# Work out average price paid



## McMark (4 July 2008)

just wondering if anyone can help out a mathematical genius like myself
(NOOOT)
IF I purchased 4000 shares at .786 and then purchased 3000 shares off 
the same company for .656, How would I work out the average price
that I had paid so that i can enter that in my commsec position summary page
cheers


----------



## Crafty (4 July 2008)

Divide total cost by total amount of shares...
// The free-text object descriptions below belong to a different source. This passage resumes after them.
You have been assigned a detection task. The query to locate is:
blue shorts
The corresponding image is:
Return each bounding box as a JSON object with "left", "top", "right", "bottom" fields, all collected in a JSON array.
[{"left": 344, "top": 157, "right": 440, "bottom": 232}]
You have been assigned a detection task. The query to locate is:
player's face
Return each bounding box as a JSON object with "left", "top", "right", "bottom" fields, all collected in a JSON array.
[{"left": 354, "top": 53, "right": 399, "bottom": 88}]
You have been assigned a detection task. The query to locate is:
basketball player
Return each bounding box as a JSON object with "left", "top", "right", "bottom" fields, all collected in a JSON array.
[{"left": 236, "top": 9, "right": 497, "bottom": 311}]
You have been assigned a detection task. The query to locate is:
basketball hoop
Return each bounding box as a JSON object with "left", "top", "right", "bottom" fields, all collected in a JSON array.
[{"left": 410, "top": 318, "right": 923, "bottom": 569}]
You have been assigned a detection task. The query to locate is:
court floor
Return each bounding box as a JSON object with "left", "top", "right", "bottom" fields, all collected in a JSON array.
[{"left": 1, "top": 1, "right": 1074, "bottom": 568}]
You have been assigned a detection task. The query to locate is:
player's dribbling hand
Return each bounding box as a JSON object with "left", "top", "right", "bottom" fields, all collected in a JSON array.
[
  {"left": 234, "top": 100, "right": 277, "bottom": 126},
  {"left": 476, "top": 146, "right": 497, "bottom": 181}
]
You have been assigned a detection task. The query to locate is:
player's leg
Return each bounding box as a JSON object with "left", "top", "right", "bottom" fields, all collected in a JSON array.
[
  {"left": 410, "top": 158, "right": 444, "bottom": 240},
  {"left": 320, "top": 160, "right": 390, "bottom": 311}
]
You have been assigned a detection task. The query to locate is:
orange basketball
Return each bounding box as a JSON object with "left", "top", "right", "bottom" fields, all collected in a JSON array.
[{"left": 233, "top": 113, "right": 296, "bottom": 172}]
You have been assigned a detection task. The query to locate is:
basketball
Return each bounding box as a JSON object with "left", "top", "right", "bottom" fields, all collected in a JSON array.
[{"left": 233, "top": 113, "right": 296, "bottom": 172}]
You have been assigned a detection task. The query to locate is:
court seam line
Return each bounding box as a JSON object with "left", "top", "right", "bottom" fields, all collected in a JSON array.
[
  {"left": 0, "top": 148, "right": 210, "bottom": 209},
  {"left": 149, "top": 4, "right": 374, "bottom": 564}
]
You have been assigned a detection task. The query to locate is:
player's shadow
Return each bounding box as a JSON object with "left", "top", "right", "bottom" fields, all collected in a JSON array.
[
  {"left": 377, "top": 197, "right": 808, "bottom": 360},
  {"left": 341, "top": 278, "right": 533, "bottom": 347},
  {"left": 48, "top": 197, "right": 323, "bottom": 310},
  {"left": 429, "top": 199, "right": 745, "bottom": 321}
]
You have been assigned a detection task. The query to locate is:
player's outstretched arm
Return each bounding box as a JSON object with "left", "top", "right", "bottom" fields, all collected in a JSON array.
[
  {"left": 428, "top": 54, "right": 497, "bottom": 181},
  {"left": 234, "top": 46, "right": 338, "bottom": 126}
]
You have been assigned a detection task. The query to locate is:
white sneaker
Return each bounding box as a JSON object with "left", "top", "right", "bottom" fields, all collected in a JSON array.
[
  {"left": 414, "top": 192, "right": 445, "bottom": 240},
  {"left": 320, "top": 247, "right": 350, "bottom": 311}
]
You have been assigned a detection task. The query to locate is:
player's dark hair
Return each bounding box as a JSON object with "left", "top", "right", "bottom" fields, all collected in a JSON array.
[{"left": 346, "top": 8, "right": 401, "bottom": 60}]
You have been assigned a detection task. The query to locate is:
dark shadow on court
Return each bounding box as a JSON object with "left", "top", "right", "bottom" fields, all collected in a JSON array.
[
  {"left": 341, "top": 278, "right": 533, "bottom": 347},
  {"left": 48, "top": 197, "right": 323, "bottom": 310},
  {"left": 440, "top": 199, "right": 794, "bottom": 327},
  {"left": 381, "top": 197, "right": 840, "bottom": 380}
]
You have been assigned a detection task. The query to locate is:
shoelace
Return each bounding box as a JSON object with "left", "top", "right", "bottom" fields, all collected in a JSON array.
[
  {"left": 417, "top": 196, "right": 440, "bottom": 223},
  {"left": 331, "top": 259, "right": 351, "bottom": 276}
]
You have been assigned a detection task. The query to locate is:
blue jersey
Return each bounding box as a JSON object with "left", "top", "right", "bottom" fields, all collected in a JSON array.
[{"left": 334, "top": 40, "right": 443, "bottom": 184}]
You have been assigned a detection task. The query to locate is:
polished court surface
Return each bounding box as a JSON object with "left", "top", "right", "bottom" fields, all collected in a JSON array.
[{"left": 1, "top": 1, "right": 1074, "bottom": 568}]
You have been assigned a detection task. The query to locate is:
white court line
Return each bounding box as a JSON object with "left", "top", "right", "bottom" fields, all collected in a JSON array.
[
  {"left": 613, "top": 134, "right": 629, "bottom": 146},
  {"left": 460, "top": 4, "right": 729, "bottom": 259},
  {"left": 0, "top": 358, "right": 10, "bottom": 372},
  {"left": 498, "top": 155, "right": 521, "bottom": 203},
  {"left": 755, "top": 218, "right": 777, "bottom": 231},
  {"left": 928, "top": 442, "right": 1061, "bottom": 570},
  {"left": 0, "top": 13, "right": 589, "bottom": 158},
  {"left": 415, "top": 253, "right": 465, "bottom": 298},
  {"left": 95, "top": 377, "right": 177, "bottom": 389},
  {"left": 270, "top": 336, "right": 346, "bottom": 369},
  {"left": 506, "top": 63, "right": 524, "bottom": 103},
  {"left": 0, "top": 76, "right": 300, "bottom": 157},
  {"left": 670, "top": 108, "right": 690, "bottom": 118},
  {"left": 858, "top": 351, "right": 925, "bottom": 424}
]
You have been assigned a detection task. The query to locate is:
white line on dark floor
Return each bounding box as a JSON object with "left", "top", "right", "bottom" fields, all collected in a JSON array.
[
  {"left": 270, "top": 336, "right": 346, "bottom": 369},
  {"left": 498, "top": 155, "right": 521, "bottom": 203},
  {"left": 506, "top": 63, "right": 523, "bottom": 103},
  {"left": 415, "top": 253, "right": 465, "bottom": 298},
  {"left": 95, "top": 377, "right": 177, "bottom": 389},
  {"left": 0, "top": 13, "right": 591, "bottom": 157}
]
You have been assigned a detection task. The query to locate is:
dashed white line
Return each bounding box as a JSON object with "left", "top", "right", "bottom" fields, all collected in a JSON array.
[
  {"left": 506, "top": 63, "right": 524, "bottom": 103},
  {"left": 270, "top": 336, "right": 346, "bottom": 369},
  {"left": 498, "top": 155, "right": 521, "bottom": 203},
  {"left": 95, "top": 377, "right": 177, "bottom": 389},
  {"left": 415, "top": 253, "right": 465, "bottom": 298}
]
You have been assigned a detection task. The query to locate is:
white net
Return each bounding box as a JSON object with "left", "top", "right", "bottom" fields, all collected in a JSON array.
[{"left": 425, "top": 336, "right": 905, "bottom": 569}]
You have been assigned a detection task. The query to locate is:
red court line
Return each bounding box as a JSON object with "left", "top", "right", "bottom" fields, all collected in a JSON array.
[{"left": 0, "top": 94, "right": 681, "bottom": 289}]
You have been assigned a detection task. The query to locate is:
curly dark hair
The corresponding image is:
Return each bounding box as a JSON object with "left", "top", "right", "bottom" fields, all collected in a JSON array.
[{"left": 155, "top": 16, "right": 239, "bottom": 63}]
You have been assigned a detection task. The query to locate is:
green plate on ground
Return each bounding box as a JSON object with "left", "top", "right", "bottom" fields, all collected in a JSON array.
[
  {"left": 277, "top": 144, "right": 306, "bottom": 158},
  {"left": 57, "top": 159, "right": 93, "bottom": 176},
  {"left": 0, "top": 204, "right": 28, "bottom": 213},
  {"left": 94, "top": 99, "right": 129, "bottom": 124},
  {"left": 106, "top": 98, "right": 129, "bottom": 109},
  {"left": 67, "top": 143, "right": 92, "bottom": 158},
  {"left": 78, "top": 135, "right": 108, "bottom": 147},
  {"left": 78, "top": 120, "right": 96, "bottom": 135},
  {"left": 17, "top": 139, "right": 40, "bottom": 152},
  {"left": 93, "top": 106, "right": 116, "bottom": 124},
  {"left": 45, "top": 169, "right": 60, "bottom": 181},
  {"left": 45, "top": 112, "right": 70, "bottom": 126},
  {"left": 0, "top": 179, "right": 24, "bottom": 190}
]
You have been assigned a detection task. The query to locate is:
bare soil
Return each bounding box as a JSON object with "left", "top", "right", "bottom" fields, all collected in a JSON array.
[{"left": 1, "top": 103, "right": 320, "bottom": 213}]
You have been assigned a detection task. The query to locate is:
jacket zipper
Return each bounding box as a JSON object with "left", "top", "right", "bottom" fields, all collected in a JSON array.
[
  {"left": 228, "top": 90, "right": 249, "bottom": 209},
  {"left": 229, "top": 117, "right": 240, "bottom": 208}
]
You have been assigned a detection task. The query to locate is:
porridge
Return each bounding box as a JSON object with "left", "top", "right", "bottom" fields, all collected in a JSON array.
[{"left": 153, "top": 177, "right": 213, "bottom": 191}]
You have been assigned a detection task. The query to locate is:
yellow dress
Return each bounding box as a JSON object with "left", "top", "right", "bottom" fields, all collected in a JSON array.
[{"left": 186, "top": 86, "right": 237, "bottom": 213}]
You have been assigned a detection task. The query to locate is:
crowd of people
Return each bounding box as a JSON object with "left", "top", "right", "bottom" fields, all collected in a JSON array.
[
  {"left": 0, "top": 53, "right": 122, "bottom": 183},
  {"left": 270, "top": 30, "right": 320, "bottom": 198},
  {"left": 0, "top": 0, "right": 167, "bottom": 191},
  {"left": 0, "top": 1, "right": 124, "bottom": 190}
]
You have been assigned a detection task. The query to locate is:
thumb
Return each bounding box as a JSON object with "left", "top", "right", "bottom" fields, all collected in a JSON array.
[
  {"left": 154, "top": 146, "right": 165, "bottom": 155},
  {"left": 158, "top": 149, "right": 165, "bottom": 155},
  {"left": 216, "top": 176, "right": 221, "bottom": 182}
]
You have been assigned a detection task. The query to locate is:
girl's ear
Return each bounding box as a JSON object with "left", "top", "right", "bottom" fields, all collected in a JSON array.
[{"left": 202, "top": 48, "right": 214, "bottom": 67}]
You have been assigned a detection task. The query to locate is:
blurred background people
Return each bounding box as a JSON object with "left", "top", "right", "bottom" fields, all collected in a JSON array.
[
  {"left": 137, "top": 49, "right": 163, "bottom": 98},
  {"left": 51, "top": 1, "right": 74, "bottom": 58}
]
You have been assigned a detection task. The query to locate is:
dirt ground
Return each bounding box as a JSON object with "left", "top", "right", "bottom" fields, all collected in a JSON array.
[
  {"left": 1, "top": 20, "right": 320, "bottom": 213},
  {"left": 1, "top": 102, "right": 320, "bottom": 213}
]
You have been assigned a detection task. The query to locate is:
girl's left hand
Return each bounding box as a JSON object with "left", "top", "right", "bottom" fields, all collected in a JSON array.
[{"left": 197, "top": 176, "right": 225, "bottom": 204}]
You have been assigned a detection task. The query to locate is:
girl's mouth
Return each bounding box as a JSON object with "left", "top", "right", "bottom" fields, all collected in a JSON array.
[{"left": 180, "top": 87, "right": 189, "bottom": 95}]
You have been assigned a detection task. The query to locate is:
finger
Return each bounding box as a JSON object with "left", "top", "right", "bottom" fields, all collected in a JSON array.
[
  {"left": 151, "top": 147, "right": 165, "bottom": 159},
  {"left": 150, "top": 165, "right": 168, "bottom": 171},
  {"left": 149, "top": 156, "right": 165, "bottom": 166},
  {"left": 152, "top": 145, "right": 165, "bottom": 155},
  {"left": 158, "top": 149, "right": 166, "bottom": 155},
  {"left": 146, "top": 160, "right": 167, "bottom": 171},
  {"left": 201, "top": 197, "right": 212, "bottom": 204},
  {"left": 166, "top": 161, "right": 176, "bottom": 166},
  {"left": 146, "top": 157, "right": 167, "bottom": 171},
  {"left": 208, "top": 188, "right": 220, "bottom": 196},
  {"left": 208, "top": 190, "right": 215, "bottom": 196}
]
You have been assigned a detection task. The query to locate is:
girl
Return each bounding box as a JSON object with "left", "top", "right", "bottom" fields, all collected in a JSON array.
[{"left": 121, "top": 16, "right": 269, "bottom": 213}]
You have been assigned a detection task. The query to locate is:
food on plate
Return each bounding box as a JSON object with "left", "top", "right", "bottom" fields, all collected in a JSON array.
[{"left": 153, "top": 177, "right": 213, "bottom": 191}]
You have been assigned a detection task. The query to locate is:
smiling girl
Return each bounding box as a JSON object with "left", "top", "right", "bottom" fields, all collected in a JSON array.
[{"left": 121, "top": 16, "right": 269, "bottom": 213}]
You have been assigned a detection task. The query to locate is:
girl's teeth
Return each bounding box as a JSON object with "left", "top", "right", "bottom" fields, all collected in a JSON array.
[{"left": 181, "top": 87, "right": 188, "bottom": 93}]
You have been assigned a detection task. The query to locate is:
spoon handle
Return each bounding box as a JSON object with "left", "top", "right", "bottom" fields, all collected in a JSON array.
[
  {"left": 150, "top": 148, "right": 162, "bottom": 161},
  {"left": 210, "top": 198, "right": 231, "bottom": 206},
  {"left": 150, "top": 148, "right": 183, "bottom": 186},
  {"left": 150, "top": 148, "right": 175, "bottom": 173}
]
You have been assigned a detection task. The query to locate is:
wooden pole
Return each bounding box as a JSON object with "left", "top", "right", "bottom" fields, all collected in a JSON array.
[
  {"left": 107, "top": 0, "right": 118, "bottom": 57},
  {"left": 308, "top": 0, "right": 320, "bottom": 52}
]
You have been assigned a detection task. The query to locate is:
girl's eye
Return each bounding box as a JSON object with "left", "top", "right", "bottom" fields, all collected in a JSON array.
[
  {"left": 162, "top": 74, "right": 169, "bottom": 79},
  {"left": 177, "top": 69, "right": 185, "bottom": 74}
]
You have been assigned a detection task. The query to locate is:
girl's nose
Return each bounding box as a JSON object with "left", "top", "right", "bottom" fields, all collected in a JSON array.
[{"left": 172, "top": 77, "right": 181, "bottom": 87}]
e.g.   $5112/7000 Shares = Avg Price  $.730


----------



## doctorj (4 July 2008)

Average price paid = total $ paid for all parcels / total number held....


----------



## subaru69 (4 July 2008)

I think this is right..

Add the 2 purchace prices together
(4000* 0.786= 3144) + (3000* 0.656= 1968) = 5112

Then divide by total no. of shares, ie 7000

Answer = 0.7303

I've added an extra digit to the answer so I feel like my time was well spent B-)


----------



## McMark (4 July 2008)

Fantastic
thank you heaps
cheers


----------



## Julia (4 July 2008)

Doesn't Comsec offer you the option of "Average View" on your portfolio screen?  Should be no need to work it out manually.


----------



## disarray (4 July 2008)

westpac and ib show average cost as well. i think most brokers would report position statements this way.


----------